Manovra di Valsalva, come si esegue

manovra di Valsalva

Manovra di Valsava per compensare la pressione all’interno dell’orecchio medio. Come si esegue la tecnica e consigli utili.

Quando si parla di compensazione subacquea la Manovra di Valsalva è tra le tecniche più utilizzate.

Manovra di Valsalva per compensare orecchio

La manovra di Valsalva serve a compensare la pressione dell’orecchio medio con quella ambientale in ambito delle immersioni subacquee, quando il sub si trova a fronteggiare repentine variazioni della pressione esterna.

Forse, se ti è capitato di leggere qualche testo di anatomia… ti starai chiedendo, perché è necessario compensare proprio l’orecchio medio? La compensazione, infatti, è attuata in modo automatico dai polmoni: l’aria contenuta nei polmoni tende a raggiungere tutte le cavità del nostro organismo eseguendo una compensazione spontanea. Trachea, larange, seni frontali, seni paranasali…. tutte le cavità del nostro corpo a contatto con l’esterno ricevono aria dai polmoni e si compensano in modo del tutto autonomo senza rischiare alcun danneggiamento.

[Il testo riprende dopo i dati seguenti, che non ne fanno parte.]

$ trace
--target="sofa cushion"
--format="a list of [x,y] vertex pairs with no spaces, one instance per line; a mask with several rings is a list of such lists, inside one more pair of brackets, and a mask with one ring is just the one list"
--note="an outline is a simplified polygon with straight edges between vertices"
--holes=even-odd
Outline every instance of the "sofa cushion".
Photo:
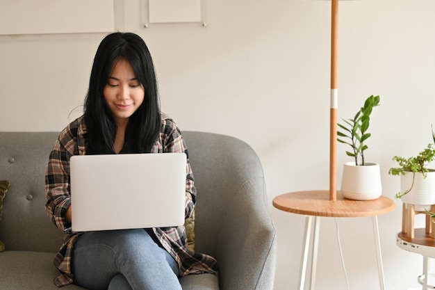
[[[1,210],[3,209],[3,201],[5,199],[5,196],[6,196],[6,193],[8,192],[8,189],[9,189],[9,186],[10,184],[8,180],[0,180],[0,222],[1,222]],[[3,252],[5,250],[5,245],[0,240],[0,252]]]
[[[56,253],[6,250],[0,255],[1,289],[58,290],[53,279],[59,275],[53,265]],[[62,290],[84,288],[68,285]]]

Perché ciò non accade con l’orecchio? Eppure anche questa componente del corpo è collegata ai polmoni mediante l’apparato respiratorio… la compensazione dell’orecchio medio non avviene a causa di una struttura che fa da impedimento all’aria in ingresso dall’interno, la tromba di Eustachio. Questo canale è particolarmente stretto e fa sì che l’aria proveniente dai polmoni non riesca a compensare spontaneamente e quindi è necessario attuare particolari manovre per compensare quindi raggiungere l’equivalente pressione ambientale- la pressione dell’esterno.

Manovra di Valsalva: come si fa

La manovra di Valsalva è sicuramente la più semplice da applicare ma non è l’unica e di certo non è la più sicura in quanto potrebbe essere causa di sincope per chi va in apnea.

Come si esegue la manovra di Valsalva?
E’ di facile apprendimento, infatti per eseguirla basta contrarre i muscoli dell’addome e, dopo aver tappato il naso con le dita, si dovrà agire forzando le tube così da immettere aria all’interno dell’orecchio medio.

  1. Contrarre i muscoli addominali per ottenere un aumento della pressione intraddominale e toracica svuotando i visceri.
    Per aiutarti, in termini pratici contrai l’addome espirando -buttando aria fuori- per 5 secondi
  2. Tappare il naso
  3. Forzare le tube per immettere aria all’interno dell’orecchio medio
    Dovrai agire azionando il palato molle con un movimento simile alla deglutizione.

Questa manovra viene usata soprattutto dai sub durante la discesa per compensare l’aumento di pressione all’orecchio e proteggere la membrana timpanica.

Le istruzioni che ti ho fornito sono solo illustrative, è opportuno apprendere questa tecnica da un sub esperto oppure direttamente da un cardiologo. I cardiologi insegnano questa tecnica ai pazienti con crisi di tachicardia parossistica, tra le altre cose, infatti, la manovra di Valsalva stimola i nervi vaghi che innervano i polmoni provocando una stimolazione vagale parasimpatica che ha come risultato finale un rallentamento della frequenza cardiaca, utile nei pazienti che soffrono di tachicardia parossistica.

La manovra di Valsalva trova altre applicazioni: per stimolare la defezione nei bambini (mediante colpetti di tosse) o per facilitare la nascita durante il parto.

Alternative al Valsalva: la manovra di Marcante-Odaglia o Manovra Frenzel

Questa tecnica di compensazione è usata soprattutto in subacquea. In ambito internazionale è nota come manovra Frenzel qui in Italia è nota soprattutto come Manovra di Marcante-Odaglia, senza entrare nel merito delle attribuzioni, è solo importante capire che la manovra di Frenzel e la Manovra di Marcante-Odaglia sono la medesima cosa e apportano dei miglioramenti fondamentali alla manovra di Valsalva.

Tale tecnica di compensazione è più difficile da apprendere ma basta un po’ di pratica e un buon maestro. Come si fa? Sempre a livello illustrativo e sempre rimandandoti alla bravura di un addetto ai lavori, ti dico che questa manovra si esegue sfruttando la chiusura delle vie respiratorie inferiori e superiori così da non sollecitare i polmoni.

Dovrai spingere la lingua verso la gola (la lingua dovrà chiudere il collegamento con i polmoni) e attuare un movimento simile alla deglutizione e subito dopo, spingere la lingua verso l’alto (verso il palato molle) così da esercitare una spinta pressoria verso l’orecchio medio. Mentre le vie respiratorie inferiori si chiudono con la lingua, le vie aeree superiori vanno chiuse con le dita (cioè dovrai tapparti il naso proprio come visto per la manovra di Valsalva).